Tuesday, August 23, 2005

Rules Mechanisms 1 - Firing

I love the rattle of dice in a cup. So to it seems did the early Masters of War Gaming. Six-sided dice abound. Let's take a look at the effect of firing our little toy soldier regiments at each others.

Eligibility to fire is determined by a number of factors such as line of sight and firing arc. As a sidebar, I strongly feel that the firing arc for the Infantry should be nothing more nor less than perpendicular to the firing line for the reason that was how they engaged historically.

Firing itself is managed via the firing group of six or more figures mediated through the mechanism of a single d6 throw. The result of this throw is modified by a range of factors - soft cover, hard cover and so on - and the result is equal to a number of "hits" that are randomised among the opposing firing group.

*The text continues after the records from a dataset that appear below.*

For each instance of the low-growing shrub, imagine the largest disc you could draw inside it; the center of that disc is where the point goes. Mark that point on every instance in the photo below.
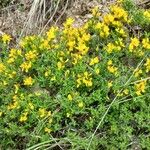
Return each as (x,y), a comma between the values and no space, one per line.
(78,88)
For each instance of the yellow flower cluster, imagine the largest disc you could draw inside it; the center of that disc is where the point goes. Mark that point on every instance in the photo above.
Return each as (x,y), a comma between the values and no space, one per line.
(44,113)
(2,67)
(25,66)
(51,33)
(85,78)
(111,68)
(31,55)
(146,43)
(13,54)
(14,104)
(6,38)
(134,44)
(140,87)
(94,61)
(147,65)
(28,81)
(23,117)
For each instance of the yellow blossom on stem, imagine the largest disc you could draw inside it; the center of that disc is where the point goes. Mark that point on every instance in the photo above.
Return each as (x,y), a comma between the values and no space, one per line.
(69,97)
(140,87)
(51,33)
(137,72)
(80,104)
(28,81)
(23,117)
(1,113)
(2,67)
(69,22)
(25,66)
(31,55)
(6,38)
(94,61)
(134,43)
(147,65)
(47,130)
(146,43)
(108,18)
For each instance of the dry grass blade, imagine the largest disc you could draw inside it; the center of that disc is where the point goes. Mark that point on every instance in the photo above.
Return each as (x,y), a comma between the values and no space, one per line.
(107,110)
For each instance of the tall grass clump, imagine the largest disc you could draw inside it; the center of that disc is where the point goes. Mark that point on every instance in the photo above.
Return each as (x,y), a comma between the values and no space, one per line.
(78,88)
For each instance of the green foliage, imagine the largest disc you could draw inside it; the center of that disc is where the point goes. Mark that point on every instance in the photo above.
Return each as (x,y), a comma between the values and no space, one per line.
(4,3)
(55,89)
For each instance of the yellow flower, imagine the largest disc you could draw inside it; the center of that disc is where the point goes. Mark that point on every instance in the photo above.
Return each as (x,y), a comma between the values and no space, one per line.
(23,118)
(2,67)
(134,43)
(110,47)
(10,60)
(110,84)
(109,62)
(95,12)
(60,65)
(97,71)
(147,14)
(140,87)
(119,13)
(31,55)
(80,104)
(94,61)
(68,115)
(147,65)
(6,38)
(146,43)
(47,130)
(82,48)
(71,44)
(104,31)
(137,72)
(16,88)
(25,66)
(126,91)
(13,105)
(1,113)
(51,33)
(112,69)
(69,22)
(108,18)
(85,79)
(28,81)
(31,106)
(69,97)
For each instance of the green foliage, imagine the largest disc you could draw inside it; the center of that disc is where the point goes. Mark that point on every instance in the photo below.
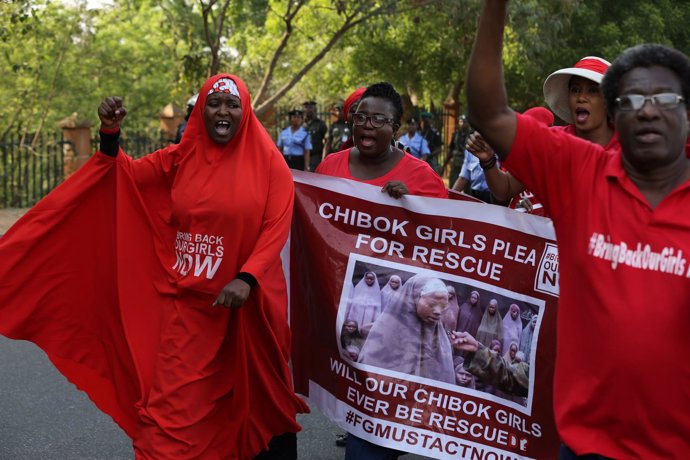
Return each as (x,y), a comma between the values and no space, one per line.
(60,57)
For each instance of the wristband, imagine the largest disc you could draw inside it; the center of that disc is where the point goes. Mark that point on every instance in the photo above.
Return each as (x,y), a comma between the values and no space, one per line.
(109,130)
(488,164)
(247,278)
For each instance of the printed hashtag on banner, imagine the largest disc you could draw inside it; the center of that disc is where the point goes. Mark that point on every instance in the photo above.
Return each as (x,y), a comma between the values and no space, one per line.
(592,242)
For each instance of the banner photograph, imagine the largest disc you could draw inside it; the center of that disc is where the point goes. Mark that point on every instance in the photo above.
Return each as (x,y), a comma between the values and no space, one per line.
(380,291)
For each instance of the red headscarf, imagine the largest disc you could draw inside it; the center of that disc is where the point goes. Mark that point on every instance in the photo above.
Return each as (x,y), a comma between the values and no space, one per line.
(249,137)
(351,99)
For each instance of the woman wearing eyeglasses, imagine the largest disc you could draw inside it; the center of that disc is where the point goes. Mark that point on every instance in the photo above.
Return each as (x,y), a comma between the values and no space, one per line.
(374,159)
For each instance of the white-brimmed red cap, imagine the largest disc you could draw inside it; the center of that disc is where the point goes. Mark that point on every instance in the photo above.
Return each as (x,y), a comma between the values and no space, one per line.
(556,84)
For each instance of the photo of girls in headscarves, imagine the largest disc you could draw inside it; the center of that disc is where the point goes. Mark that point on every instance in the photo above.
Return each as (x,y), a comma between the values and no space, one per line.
(402,321)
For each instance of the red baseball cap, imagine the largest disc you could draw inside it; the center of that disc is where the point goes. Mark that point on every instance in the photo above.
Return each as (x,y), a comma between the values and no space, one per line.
(556,84)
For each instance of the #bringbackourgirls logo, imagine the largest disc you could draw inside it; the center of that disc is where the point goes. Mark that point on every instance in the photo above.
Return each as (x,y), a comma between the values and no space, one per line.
(198,253)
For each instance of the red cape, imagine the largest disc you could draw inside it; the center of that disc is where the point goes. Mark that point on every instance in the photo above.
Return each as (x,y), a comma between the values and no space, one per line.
(87,275)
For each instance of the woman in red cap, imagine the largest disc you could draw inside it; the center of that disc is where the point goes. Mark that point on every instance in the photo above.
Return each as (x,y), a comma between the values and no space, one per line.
(165,300)
(574,96)
(349,108)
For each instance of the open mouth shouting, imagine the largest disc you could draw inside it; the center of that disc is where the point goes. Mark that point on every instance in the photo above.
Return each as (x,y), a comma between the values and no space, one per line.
(581,115)
(223,128)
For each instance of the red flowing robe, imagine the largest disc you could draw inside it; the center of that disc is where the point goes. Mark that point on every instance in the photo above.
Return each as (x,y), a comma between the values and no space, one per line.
(114,273)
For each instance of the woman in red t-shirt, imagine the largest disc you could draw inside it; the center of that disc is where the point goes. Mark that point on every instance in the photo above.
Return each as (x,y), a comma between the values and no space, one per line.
(573,94)
(374,159)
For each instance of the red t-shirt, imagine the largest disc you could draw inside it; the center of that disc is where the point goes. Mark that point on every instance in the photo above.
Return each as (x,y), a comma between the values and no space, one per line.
(621,385)
(417,175)
(527,202)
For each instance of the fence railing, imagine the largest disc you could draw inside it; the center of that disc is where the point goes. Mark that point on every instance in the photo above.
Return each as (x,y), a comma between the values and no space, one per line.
(30,167)
(33,165)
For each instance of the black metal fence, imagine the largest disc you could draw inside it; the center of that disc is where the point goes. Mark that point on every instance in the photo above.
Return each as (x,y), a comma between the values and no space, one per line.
(32,165)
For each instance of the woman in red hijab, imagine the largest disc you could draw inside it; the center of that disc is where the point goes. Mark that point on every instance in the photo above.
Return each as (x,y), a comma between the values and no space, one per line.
(184,340)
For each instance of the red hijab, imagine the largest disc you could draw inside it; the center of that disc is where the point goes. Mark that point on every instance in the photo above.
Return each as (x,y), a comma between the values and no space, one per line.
(351,99)
(250,137)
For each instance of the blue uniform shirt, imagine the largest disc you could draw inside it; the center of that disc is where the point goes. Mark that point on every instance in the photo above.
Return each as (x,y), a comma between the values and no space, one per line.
(417,144)
(294,144)
(473,172)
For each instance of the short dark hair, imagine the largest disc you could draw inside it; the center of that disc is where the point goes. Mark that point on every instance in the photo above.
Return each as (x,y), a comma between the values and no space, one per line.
(385,90)
(646,55)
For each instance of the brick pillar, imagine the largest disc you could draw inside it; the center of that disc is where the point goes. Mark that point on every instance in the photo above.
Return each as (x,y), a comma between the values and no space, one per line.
(76,149)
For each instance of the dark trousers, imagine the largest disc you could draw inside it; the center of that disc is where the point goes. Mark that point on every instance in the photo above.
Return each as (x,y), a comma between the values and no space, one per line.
(294,162)
(566,454)
(282,447)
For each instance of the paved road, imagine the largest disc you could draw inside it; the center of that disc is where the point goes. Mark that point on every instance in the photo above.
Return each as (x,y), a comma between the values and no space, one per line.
(44,417)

Different methods are on offer for randomising casualties. Basically they are there so that volley fire is not used to snipe at officer figures. In the example of the grant rules, each figure in a six-figure firing group is numbered one to six. Let's say that three of them become casualties. We throw three d6's to determine who gets hit. Let's say this results in a two, a three and another three. This means that figures two and three of our six figure group get hit. Poor figure three has been hit twice. Ouch.

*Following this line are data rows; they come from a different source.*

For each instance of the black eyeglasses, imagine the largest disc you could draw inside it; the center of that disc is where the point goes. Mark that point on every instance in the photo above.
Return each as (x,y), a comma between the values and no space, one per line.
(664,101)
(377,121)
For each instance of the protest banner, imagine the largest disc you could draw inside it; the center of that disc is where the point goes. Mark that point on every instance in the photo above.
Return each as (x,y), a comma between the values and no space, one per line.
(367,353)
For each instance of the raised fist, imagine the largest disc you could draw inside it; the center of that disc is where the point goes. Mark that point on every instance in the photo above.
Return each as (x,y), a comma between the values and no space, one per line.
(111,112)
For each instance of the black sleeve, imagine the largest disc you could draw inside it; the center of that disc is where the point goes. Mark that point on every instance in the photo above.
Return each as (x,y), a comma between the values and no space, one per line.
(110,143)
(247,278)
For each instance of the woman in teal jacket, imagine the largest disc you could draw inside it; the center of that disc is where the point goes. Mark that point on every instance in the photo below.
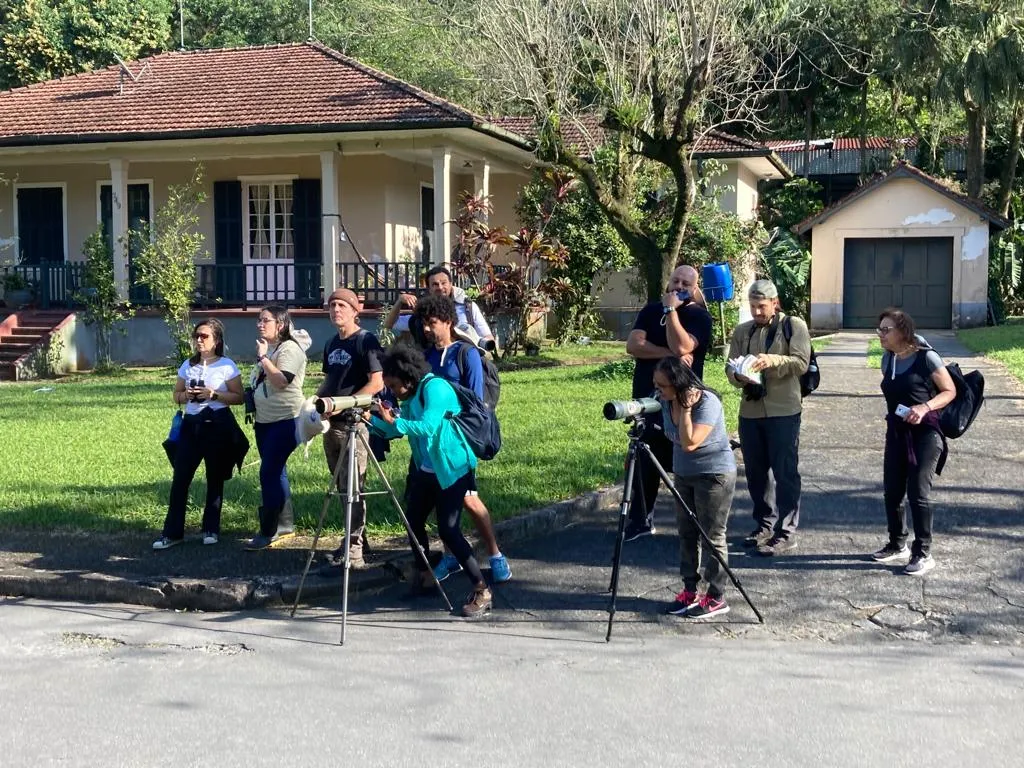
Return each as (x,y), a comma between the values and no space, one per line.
(442,463)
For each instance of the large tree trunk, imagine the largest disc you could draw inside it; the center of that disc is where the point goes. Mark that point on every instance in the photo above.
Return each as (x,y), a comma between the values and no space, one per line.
(863,128)
(808,130)
(975,151)
(1013,155)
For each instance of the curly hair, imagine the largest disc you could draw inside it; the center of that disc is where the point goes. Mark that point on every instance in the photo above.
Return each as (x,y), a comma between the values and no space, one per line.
(903,324)
(282,317)
(404,363)
(435,307)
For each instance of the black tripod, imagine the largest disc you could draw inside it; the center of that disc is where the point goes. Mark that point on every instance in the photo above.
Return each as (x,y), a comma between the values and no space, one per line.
(637,446)
(352,495)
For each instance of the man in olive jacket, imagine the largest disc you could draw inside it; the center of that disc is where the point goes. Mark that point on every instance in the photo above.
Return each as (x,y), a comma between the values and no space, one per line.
(769,416)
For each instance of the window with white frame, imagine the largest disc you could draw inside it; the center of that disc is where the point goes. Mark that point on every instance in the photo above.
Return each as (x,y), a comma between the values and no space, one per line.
(268,230)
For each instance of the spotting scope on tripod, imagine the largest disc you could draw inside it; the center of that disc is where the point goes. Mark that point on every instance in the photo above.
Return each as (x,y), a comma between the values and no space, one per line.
(634,413)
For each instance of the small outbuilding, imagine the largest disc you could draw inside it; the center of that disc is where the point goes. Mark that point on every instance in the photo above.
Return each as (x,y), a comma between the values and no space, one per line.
(903,240)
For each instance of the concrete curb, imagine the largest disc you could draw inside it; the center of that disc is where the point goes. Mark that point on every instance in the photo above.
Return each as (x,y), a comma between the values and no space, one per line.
(238,594)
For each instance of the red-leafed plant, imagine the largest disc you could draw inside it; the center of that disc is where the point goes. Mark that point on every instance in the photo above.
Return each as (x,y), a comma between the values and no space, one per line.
(515,285)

This can result in some extraordinary destructive fire. If for example we were to carry the example above over an entire unit, the result would be the removal of a third of it's effectives and a morale check. A few luckier rolls of the dice would see the unit almost completely annihilated in one devastating blast!

I prefer to moderate this effect by increasing my firing groups to eight figures while retaining a d6 per group for the purpose of determining hits. I am toying with the idea of giving all infantry a d8 for first fire just so I can simulate feats like the devastation of the Gardes Francaises at Fontenoy or that volley at Quebec that lost New France for the French Crown.